The Case of the Secret Compartment in the plain-text file


Hidden data somewhere in a big opaque file? Nobody would be surprised.

But hiding in a very short plain-text file? It sounds impossible until you use Amazon’s AWS tools:

% echo hello > hello
% aws s3 cp hello s3://indiecomp-test/hello > out
% cat out 
upload: ./hello to s3://indiecomp-test/hello

Seems all very straightforward, right? The trouble was, this line never matched my regular expression looking for “upload:” at the beginning of the line. After hair pulling, “od” to the rescue:

% od -c out
0000000 C o m p l e t e d   6   B y t e
0000020 s / 6   B y t e s   ( 5   B y t
0000040 e s / s )   w i t h   1   f i l
0000060 e ( s )   r e m a i n i n g \r u
0000100 p l o a d :   . / h e l l o   t
0000120 o   s 3 : / / i n d i e c o m p
0000140 - t e s t / h e l l o 
0000160                           \n
0000176

What? My file started with “upload:” not with “Completed 6 Bytes”  … until we keep reading and we come across \r — which apparently, on my terminal, puts the cursor back at the beginning of the line, and “upload” overwrites what was there before.

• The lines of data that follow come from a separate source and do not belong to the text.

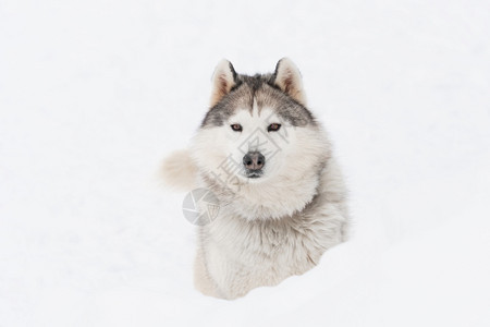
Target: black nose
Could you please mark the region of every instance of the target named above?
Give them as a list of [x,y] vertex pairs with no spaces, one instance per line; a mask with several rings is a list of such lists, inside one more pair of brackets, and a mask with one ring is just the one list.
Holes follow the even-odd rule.
[[248,170],[260,170],[266,165],[266,158],[261,153],[248,153],[243,157],[243,166]]

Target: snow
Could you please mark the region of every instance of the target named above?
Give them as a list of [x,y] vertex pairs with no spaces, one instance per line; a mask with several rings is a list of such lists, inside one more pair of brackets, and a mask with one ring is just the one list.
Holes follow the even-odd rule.
[[[0,326],[490,326],[487,1],[0,2]],[[193,289],[158,168],[221,58],[287,56],[354,234],[236,301]]]

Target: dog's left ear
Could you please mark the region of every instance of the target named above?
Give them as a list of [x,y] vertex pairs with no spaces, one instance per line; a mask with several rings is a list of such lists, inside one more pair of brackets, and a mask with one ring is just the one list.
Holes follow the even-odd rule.
[[236,72],[233,64],[222,59],[212,74],[211,108],[215,107],[236,84]]
[[283,58],[279,60],[274,71],[274,84],[290,97],[306,106],[302,74],[291,59]]

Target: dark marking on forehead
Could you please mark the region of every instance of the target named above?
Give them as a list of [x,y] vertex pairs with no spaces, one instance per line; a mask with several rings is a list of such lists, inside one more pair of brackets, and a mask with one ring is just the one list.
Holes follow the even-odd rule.
[[254,99],[257,101],[259,112],[267,107],[293,126],[316,125],[311,112],[275,86],[274,78],[274,74],[236,75],[236,84],[209,109],[201,128],[221,126],[241,109],[249,110],[252,113]]

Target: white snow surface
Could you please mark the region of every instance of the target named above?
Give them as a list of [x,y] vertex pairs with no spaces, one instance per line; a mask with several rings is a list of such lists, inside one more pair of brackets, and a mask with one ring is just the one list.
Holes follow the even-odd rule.
[[[158,170],[221,58],[290,57],[354,233],[236,301],[193,288]],[[0,1],[0,326],[490,326],[490,3]]]

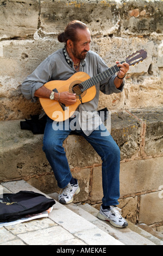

In all the years of using command-line tools, I have never seen anything like this. Can somebody explain to me how this is a good idea? You know, dear Amazon programmers, there are accepted ways of emitting progress messages. This is not one of them, as any shell programmer will tell you who just wasted some otherwise perfectly fine time on this nonsense.